As we deal with more and more data, linked servers are less efficient. Say we’re joining a ten million row sales table on Server A with a ten thousand row customer table on Server B. That query might run fine if we run it from Server A, with Server B set up as a linked server. Since Server B only has to pull 10,000 rows and push them all through the network to Server A, we may not see big performance problems. However, if we try to run that query on Server B, with Server A set up as a linked server, we can have truly horrendous performance depending on how we write the query.
As we scale out to more servers, the temptation arises to build the linked server connection on the fly, like this:
- If a linked server connection does not exist to Server B, build it
- Run our query
- If we added the linked server connection in step 1, then delete it
We’ve now introduced a problem: if our query throws a ginormous error and bails out, we never delete our linked server connection.
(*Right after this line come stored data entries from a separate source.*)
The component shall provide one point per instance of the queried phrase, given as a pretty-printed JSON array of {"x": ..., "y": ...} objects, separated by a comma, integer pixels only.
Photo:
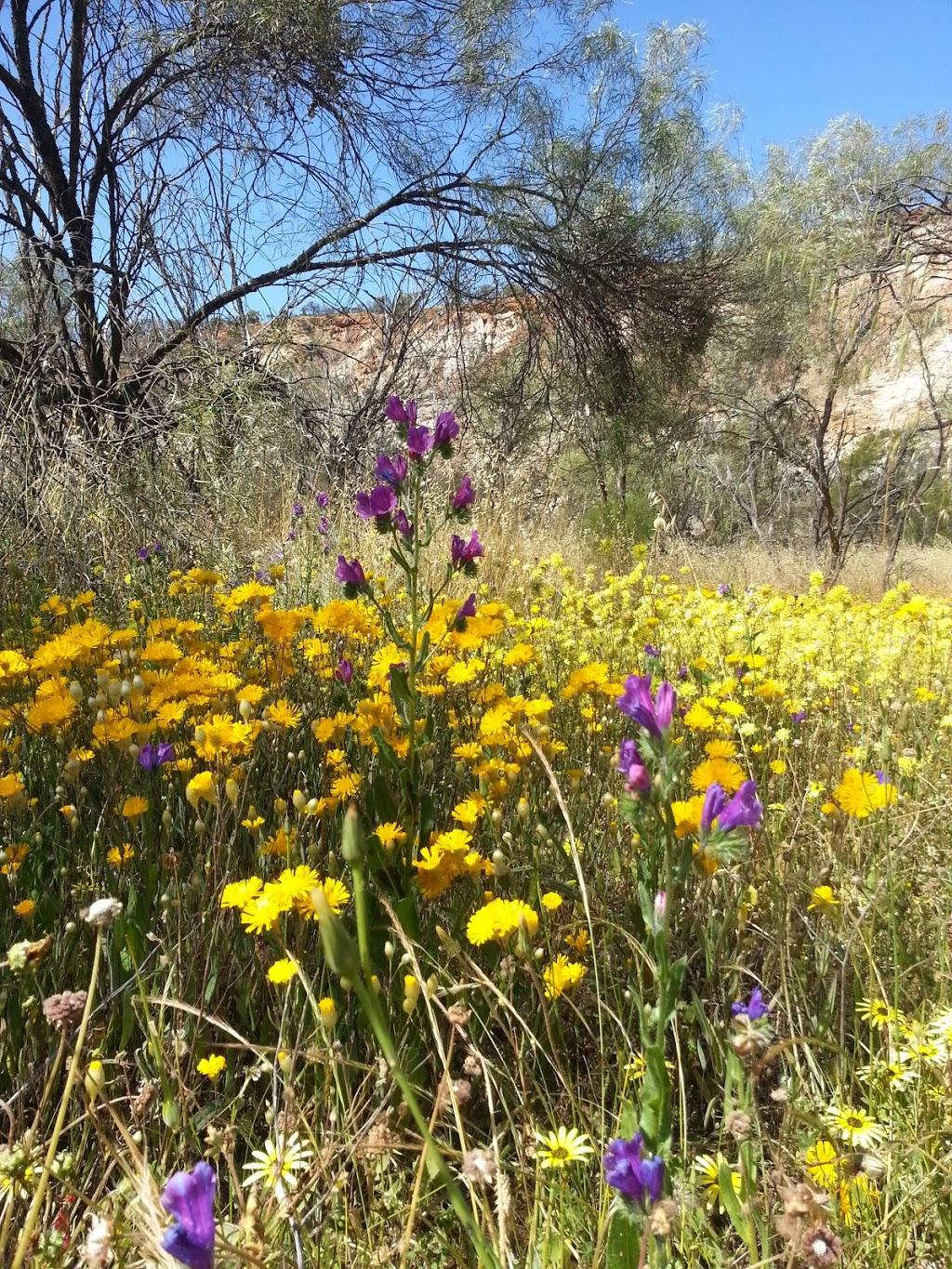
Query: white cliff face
[
  {"x": 437, "y": 348},
  {"x": 431, "y": 354}
]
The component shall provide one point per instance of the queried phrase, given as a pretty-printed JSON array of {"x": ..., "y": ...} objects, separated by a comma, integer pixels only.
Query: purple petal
[{"x": 190, "y": 1196}]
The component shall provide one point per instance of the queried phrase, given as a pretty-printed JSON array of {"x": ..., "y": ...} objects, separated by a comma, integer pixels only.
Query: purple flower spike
[
  {"x": 466, "y": 553},
  {"x": 344, "y": 671},
  {"x": 376, "y": 505},
  {"x": 190, "y": 1198},
  {"x": 638, "y": 1177},
  {"x": 468, "y": 609},
  {"x": 638, "y": 778},
  {"x": 445, "y": 431},
  {"x": 396, "y": 411},
  {"x": 391, "y": 471},
  {"x": 715, "y": 800},
  {"x": 754, "y": 1009},
  {"x": 152, "y": 757},
  {"x": 636, "y": 702},
  {"x": 350, "y": 574},
  {"x": 744, "y": 809},
  {"x": 465, "y": 496},
  {"x": 419, "y": 442}
]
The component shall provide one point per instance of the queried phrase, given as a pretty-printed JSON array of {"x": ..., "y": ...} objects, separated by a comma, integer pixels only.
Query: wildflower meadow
[{"x": 357, "y": 915}]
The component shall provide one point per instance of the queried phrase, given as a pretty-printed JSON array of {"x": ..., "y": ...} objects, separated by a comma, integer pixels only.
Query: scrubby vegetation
[{"x": 355, "y": 911}]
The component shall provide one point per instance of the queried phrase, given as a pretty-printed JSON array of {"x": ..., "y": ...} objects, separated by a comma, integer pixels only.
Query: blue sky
[{"x": 794, "y": 65}]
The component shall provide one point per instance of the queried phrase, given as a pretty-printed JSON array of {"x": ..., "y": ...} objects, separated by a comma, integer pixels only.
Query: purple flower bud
[
  {"x": 376, "y": 505},
  {"x": 350, "y": 574},
  {"x": 445, "y": 431},
  {"x": 419, "y": 442},
  {"x": 465, "y": 553},
  {"x": 468, "y": 609},
  {"x": 190, "y": 1198},
  {"x": 744, "y": 809},
  {"x": 344, "y": 671},
  {"x": 391, "y": 471},
  {"x": 633, "y": 1174},
  {"x": 632, "y": 768},
  {"x": 396, "y": 411},
  {"x": 152, "y": 757},
  {"x": 465, "y": 496},
  {"x": 636, "y": 702},
  {"x": 754, "y": 1009},
  {"x": 402, "y": 524}
]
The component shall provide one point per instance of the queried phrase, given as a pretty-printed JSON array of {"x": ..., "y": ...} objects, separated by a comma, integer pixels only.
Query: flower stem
[{"x": 31, "y": 1223}]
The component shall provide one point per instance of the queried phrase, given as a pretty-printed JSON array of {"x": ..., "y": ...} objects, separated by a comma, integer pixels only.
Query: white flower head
[{"x": 101, "y": 913}]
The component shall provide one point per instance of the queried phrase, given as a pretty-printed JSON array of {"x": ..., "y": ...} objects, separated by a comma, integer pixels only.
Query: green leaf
[
  {"x": 735, "y": 1212},
  {"x": 656, "y": 1102},
  {"x": 400, "y": 692},
  {"x": 624, "y": 1243},
  {"x": 388, "y": 754}
]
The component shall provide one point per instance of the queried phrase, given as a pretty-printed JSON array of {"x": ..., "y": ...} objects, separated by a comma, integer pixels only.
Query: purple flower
[
  {"x": 376, "y": 505},
  {"x": 396, "y": 411},
  {"x": 344, "y": 671},
  {"x": 419, "y": 442},
  {"x": 190, "y": 1196},
  {"x": 445, "y": 431},
  {"x": 466, "y": 553},
  {"x": 632, "y": 768},
  {"x": 350, "y": 574},
  {"x": 402, "y": 524},
  {"x": 391, "y": 471},
  {"x": 468, "y": 609},
  {"x": 714, "y": 802},
  {"x": 633, "y": 1174},
  {"x": 654, "y": 716},
  {"x": 465, "y": 496},
  {"x": 152, "y": 757},
  {"x": 744, "y": 809},
  {"x": 753, "y": 1009}
]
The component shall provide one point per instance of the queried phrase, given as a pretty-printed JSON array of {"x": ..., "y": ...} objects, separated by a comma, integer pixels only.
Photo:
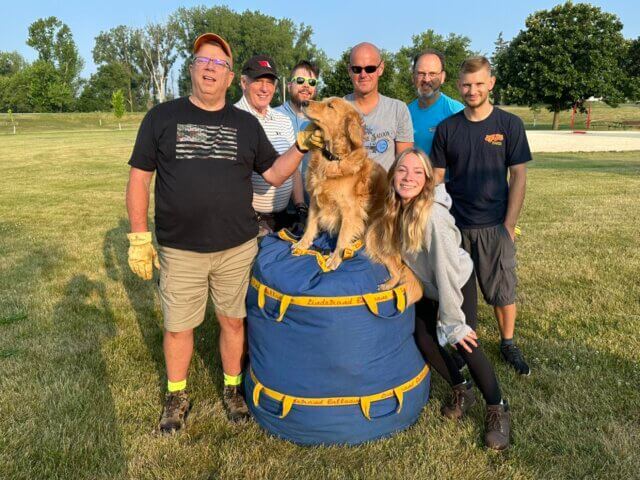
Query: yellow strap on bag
[
  {"x": 371, "y": 300},
  {"x": 365, "y": 402}
]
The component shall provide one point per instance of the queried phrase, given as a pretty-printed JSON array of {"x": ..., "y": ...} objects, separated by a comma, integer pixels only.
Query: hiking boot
[
  {"x": 462, "y": 399},
  {"x": 498, "y": 426},
  {"x": 234, "y": 403},
  {"x": 175, "y": 411},
  {"x": 513, "y": 356}
]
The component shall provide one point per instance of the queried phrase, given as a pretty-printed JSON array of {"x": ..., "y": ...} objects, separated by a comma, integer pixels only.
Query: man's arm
[
  {"x": 283, "y": 167},
  {"x": 138, "y": 190},
  {"x": 517, "y": 187}
]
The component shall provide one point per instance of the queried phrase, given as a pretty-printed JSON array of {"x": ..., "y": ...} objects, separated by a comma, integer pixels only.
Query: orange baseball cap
[{"x": 212, "y": 37}]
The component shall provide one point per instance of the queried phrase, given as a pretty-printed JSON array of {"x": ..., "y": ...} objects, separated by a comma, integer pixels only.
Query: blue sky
[{"x": 336, "y": 24}]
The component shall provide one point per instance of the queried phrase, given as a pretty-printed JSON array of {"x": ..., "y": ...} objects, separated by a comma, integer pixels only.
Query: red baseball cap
[{"x": 212, "y": 37}]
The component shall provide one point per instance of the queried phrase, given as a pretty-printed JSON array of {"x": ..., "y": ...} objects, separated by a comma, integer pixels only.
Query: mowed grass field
[
  {"x": 604, "y": 117},
  {"x": 82, "y": 372}
]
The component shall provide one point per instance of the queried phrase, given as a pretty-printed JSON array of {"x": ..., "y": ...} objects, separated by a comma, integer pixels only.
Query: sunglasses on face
[
  {"x": 357, "y": 69},
  {"x": 312, "y": 82},
  {"x": 218, "y": 63}
]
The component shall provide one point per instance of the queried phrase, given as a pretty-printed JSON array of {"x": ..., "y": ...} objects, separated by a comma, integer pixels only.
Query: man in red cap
[{"x": 204, "y": 152}]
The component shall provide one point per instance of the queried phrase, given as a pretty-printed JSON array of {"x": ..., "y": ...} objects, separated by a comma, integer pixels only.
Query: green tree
[
  {"x": 118, "y": 106},
  {"x": 631, "y": 67},
  {"x": 11, "y": 63},
  {"x": 122, "y": 45},
  {"x": 455, "y": 49},
  {"x": 563, "y": 57},
  {"x": 158, "y": 42},
  {"x": 97, "y": 93},
  {"x": 249, "y": 33},
  {"x": 59, "y": 61}
]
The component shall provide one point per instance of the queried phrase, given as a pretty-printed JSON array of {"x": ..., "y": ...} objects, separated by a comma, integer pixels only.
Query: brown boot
[
  {"x": 234, "y": 403},
  {"x": 175, "y": 411},
  {"x": 498, "y": 424},
  {"x": 462, "y": 399}
]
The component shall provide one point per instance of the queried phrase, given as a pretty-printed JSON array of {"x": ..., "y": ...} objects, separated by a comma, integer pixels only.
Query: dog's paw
[{"x": 334, "y": 261}]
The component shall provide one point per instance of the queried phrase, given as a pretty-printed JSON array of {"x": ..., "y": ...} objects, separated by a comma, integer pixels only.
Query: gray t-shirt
[{"x": 387, "y": 123}]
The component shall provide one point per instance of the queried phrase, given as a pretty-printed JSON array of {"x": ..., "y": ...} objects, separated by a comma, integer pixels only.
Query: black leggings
[{"x": 479, "y": 366}]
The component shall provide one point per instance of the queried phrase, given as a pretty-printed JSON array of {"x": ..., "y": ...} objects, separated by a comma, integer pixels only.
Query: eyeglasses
[
  {"x": 421, "y": 75},
  {"x": 217, "y": 62},
  {"x": 368, "y": 69},
  {"x": 301, "y": 81}
]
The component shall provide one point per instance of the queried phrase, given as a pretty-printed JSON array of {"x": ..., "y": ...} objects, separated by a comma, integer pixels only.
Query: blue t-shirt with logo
[
  {"x": 478, "y": 156},
  {"x": 425, "y": 120}
]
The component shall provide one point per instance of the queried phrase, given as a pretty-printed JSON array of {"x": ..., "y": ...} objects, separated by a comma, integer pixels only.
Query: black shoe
[
  {"x": 462, "y": 399},
  {"x": 513, "y": 356},
  {"x": 498, "y": 426},
  {"x": 234, "y": 403},
  {"x": 175, "y": 411}
]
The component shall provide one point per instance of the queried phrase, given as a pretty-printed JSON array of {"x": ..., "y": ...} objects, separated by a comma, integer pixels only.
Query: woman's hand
[{"x": 468, "y": 341}]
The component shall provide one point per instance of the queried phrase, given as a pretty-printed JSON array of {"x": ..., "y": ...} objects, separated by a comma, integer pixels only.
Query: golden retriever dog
[{"x": 347, "y": 189}]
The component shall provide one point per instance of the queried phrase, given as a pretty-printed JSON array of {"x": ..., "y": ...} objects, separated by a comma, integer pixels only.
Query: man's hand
[
  {"x": 142, "y": 255},
  {"x": 310, "y": 137}
]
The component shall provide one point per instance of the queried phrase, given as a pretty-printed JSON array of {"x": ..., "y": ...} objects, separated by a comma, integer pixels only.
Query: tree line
[{"x": 562, "y": 57}]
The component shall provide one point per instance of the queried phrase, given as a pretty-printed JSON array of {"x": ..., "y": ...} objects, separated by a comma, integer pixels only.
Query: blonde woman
[{"x": 417, "y": 223}]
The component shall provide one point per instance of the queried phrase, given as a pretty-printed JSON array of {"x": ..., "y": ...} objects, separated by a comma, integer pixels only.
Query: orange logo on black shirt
[{"x": 494, "y": 139}]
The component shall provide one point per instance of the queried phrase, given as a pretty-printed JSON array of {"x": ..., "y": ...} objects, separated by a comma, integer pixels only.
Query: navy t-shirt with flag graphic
[
  {"x": 203, "y": 162},
  {"x": 478, "y": 155}
]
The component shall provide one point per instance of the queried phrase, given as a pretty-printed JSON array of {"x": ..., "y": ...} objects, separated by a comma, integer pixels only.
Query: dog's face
[{"x": 339, "y": 121}]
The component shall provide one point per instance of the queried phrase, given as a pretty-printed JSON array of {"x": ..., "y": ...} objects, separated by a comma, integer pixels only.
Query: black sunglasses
[
  {"x": 368, "y": 69},
  {"x": 300, "y": 81}
]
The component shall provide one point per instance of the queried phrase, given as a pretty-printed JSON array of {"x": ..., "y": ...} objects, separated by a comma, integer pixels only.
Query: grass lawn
[
  {"x": 82, "y": 371},
  {"x": 604, "y": 117}
]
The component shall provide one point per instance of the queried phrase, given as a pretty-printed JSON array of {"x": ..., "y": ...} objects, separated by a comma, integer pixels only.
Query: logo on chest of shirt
[
  {"x": 494, "y": 139},
  {"x": 206, "y": 142}
]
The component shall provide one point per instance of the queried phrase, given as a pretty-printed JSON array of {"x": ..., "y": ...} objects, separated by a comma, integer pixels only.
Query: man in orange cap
[{"x": 204, "y": 152}]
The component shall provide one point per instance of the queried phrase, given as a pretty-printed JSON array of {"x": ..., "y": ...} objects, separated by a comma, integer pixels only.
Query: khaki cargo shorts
[{"x": 187, "y": 278}]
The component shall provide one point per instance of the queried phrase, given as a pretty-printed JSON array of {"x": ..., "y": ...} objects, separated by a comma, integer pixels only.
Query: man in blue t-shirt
[
  {"x": 432, "y": 106},
  {"x": 480, "y": 146}
]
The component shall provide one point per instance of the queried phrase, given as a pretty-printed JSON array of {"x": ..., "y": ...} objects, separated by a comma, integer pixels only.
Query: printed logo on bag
[{"x": 494, "y": 139}]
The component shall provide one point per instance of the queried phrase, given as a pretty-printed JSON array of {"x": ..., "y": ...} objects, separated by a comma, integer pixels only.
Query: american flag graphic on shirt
[{"x": 206, "y": 142}]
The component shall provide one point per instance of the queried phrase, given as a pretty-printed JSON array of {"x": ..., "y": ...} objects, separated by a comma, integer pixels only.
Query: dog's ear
[{"x": 354, "y": 129}]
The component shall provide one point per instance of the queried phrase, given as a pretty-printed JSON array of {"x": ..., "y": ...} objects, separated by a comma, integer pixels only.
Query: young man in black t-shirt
[
  {"x": 203, "y": 152},
  {"x": 480, "y": 145}
]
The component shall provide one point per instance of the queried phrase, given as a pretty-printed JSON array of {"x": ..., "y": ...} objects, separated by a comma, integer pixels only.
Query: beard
[{"x": 427, "y": 95}]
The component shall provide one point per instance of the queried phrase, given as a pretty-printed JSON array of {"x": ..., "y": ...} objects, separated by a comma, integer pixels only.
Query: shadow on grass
[
  {"x": 589, "y": 163},
  {"x": 142, "y": 297},
  {"x": 87, "y": 319}
]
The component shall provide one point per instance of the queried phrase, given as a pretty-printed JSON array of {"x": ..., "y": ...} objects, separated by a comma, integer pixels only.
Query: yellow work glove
[
  {"x": 310, "y": 137},
  {"x": 142, "y": 255}
]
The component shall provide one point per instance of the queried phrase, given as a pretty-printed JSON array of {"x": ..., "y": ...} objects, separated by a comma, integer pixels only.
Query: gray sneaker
[
  {"x": 462, "y": 399},
  {"x": 175, "y": 411},
  {"x": 498, "y": 426},
  {"x": 234, "y": 404}
]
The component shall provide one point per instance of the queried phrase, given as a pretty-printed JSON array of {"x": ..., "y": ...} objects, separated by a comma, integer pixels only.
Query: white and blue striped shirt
[{"x": 277, "y": 126}]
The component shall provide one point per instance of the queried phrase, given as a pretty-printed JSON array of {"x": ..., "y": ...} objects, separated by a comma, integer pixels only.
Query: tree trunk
[{"x": 556, "y": 120}]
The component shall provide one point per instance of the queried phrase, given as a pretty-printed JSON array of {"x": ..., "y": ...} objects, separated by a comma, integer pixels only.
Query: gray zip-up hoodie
[{"x": 444, "y": 268}]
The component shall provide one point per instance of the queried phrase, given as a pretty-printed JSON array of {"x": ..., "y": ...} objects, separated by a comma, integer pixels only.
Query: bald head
[{"x": 365, "y": 48}]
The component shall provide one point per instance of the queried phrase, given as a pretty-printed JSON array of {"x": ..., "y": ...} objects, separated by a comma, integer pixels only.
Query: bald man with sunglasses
[{"x": 388, "y": 127}]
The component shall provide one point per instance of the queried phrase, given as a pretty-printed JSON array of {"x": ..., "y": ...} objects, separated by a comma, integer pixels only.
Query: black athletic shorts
[{"x": 494, "y": 259}]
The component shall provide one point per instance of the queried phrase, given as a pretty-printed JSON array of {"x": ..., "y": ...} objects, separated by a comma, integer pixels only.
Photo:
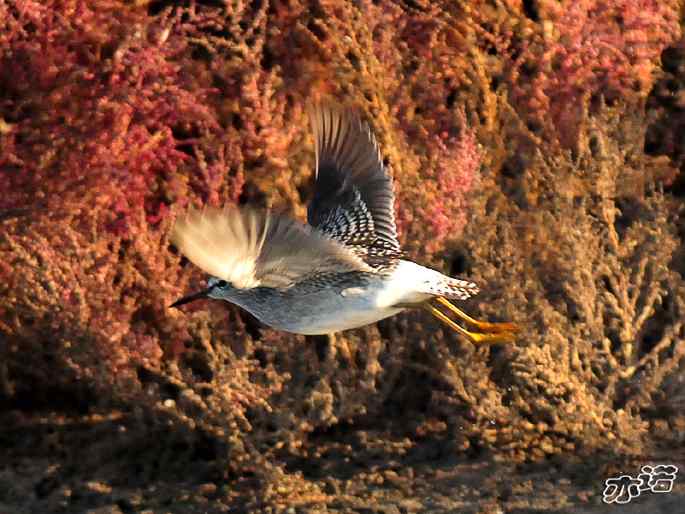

We have to be very careful about error checking in step 2, especially around deadlocks. If a deadlock arises and SQL Server kills our connection, we’re really in trouble – the linked server connection will stick around.
Worse, if the query takes any time whatsoever to run, we suddenly introduce at least two scenarios where this process will fail:
- If a second automated query fires up while the query is running, it too will check to see if the linked server exists. When it doesn’t, it will start running a linked server query. When our original query finishes, it will try to tear down the linked server connection while it’s still in use by our new query.
- If a human being (damn those meatbags!) sees a linked server connection that shouldn’t exist, they might try to delete it while our query is running.
Another potential problem is that server names change, and databases are moved. When your query is initially designed, your databases might be on several different machines and require the linked server connection. Later, when servers are consolidated, these databases may all be on the same server. If the code isn’t solid enough, you might build linked server connections to servers that no longer exist – or worse, the local server itself.
Bottom line: before building your own linked server connections programatically, whiteboard out every step in the process, and assume that it will fail sooner or later. Plan for that failure.